Tuesday, December 7, 2021

Obstacles and Features of Health Information Systems: A Systematic Literature Review

Introduction

In this day and age, the healthcare industry is increasingly reliant on technology. Almost all registrations, including health care, are following suit. In the near future, we may use blockchain to trade health data. Since then, IT solutions have been used by various healthcare industries. There are GP/pharmacy/lab information systems as well as GP information systems. All of them are HIS (HISs). The usage of HIS may improve the quality and efficiency of patient care. Delivering high-quality treatment and securing compensation is dependent on a well-operating Health Information System (HIS). The gathering of trustworthy data on population health, system performance, and population health is promoted by an effective health information system.

Background

Today, a growing number of health information management are being utilized by a range of health care organizations to help their operations. Health information systems research work is sparse, and no comprehensive review of the present status of HISs has yet been described. HIS data is difficult to understand and classify in continuation over this. This article examines and Health information systems from a variety of perspectives. Desktop computers used to do the task, but nowadays mobile phones and central computer servers are increasingly common. Each HIS has its own set of characteristics due to the wide variety of healthcare settings and HIS implementation strategies. Health Information Systems Health information systems used to just track medical history, but now they do much more. All of HIS's qualities are critical to its performance. In addition to clinical notes and medication management, HIS also manages electronic health records (EHR). Creating, utilizing, and maintaining these HISs is a challenge. Many studies have shown problems that are similar to those seen in HISs. HISs have been studied extensively, but it's not clear to whom and in what areas they may aid. The goal of this research is to use an SLR to evaluate HISs. For the time being, we'll focus on mapping stakeholders, domains, deployments, features, and issues (obstacles). All of these issues have come up in previous assessments. In order to locate remedies, these evaluators looked at the papers. However, no current research study has been able to identify and quantify all of the challenges. Stakeholder concerns may be better understood via a literature study. Both academics and practitioners might benefit from the findings. It's possible for practitioners to recognize issues and incorporate them into the system. This work may be improved by researchers focusing on the issues. Kitchenham et al. used the same approach for software engineering as well. As a result, we focused on a subset of HISs rather than the whole system. . (Kitchenham, 2019)

Current Hypothesis

According to Kitchenham, data from 136 original studies was utilized to assess the current state of HISs. Hospital information systems (HIS) and related subjects such as diagnostics and surgery were covered in a number of papers. Health information systems (HISs) are anticipated to have an effect on the extent of stakeholder categories and qualities reported. Usage issues appears to be the only healthcare sector-specific subcategory among many of the obstacles.

Methodology:

All of the HISs in the world, as well as their features, stakeholders, and characteristics as well as barriers are listed in a systematic literature review.

1.1 Features

We used Kitchenham et al. [22]'s software engineering ideas from Cochrane Collaboration.

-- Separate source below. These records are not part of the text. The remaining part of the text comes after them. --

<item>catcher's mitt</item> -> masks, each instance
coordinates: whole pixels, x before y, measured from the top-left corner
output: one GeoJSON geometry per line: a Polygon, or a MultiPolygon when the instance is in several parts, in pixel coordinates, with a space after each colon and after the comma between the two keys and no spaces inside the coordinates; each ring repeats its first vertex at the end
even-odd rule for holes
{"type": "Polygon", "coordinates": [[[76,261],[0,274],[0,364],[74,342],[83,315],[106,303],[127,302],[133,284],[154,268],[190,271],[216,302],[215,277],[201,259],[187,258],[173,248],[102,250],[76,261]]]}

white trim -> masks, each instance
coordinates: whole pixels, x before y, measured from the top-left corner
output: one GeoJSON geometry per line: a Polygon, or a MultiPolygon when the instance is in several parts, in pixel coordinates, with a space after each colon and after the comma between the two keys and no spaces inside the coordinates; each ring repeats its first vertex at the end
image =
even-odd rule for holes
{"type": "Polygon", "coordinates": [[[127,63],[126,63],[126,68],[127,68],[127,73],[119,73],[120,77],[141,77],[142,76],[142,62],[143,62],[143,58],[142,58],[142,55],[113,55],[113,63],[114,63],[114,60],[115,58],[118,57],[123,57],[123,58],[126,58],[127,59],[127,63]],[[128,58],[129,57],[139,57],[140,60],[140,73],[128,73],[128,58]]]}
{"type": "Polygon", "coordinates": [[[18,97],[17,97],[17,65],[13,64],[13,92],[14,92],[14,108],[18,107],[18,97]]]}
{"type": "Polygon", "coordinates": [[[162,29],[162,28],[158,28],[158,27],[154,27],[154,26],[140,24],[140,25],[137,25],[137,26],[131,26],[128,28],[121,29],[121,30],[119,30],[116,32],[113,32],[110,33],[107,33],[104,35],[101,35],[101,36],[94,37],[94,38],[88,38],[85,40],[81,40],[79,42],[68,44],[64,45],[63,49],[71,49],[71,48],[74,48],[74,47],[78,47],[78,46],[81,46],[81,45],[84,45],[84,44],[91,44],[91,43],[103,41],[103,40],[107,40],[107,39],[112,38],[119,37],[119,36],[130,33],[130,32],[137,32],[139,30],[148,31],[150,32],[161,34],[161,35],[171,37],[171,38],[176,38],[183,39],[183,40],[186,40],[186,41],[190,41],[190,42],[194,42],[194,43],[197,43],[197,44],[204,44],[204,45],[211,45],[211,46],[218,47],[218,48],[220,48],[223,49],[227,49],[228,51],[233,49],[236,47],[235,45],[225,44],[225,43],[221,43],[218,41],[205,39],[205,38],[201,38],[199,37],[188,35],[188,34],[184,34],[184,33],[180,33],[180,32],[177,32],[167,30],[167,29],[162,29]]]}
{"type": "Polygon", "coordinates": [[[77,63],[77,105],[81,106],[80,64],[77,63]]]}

As seen in Fig. 1, We iterated till we found a good search string. Included and excluded studies were determined. Quality evaluation weeded out low-quality research. Fourth, we created a data extraction form (healthcare domains, stakeholders).

Fig. 1

 

1.2 Stakeholders

We identified 41 unique stakeholders based on HIS usage (Table 6). The largest group of HIS users, physicians and nurses were among the stakeholders. These are the people who are affected yet do not utilize the system. A total of 45 articles referred to IT professionals. Since papers focused on system users, patients were seldom studied in healthcare. Study participants included both direct and indirect users and IT experts. (Charters, 2018)

Table 6 The number of publications in which each of the 136 key stakeholders is referenced.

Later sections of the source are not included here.